The file can be obtained via
http://datatracker.ietf.org/doc/draft-ietf-dnsop-child-syncronization/

IESG discussion can be tracked via
http://datatracker.ietf.org/doc/draft-ietf-dnsop-child-syncronization/ballot/


No IPR declarations have been submitted directly on this I-D.

dnsop-child-syncronization Shepherd Write up

As required by RFC 4858, this is the current template for the Document
Shepherd Write-Up.

Changes are expected over time. This version is dated 24 February 2012.

(1) This RFC is being requested as Standards Track.  This is introducing a new DNS RRTYPE related to delegation records within a parent zone.

(2)

Technical Summary

This document specifies how a child zone in DNS can publish records indicating to the parent zone to process and act on these records.  It does this by introducing a new Resource Record Type named CSYNC

 
Working Group Summary

Initially the WG attempting to combine this work with the draft-ietf-dnsop-delegation-trust-maintainance document. However, it became clearer they were two different approaches, and the request was dropped.


Document Quality

Currently there are no implementations for the handling of this RRType.
It was implied that some of the public domain software packages will deploy this, but have not so far.

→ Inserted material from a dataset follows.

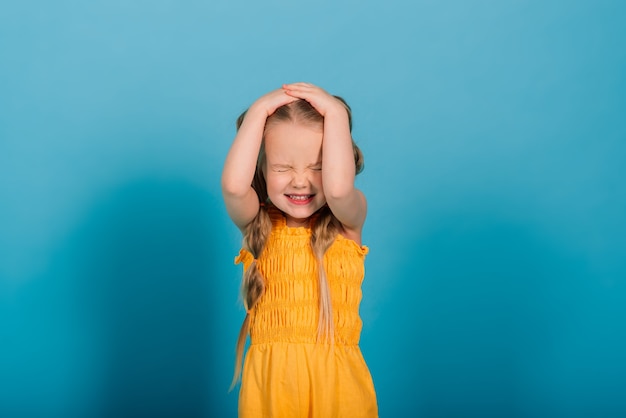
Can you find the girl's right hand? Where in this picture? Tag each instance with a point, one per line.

We believe the reviews have been thorough and substantial.


(3)/(4) Personnel

Tim Wicinski is the Document Shepherd
Joel Jaggeli is the Area Director

The document Shepherd feels that this draft underwent a strong technical  and editorial review, and there is no concern about the breath of reviews.

(5) N/A

(6) No concerns

(7) No IPR disclosures

(8) No IPR disclosures filed.

(9) This draft underwent several long discussions, and during last call, several sections were re-written to answer editorial issues raised.  The group is happy.

(10) There is no discontent
(10) There is no indicated discontent

(11) All nits have been addressed.

(12) N/A

(13) References identfied as  either normative or informative

(14) no normative references

(15) no downward normative references issues


(16)  No change in existing RFCs

(17)  IANA considerations refer to the creation of an RRType, and the request to
assign a new RRType for 'CDNSKEY' type. .

(18) DNS RRType registry will need "DNS Expert Review" to assign a new RRType.

(19) Only formal language in document was DNS RRTYPE format, which was reviewed by the document shepherd but not yet confirmed by the “DNS expert review” individual of the IESG.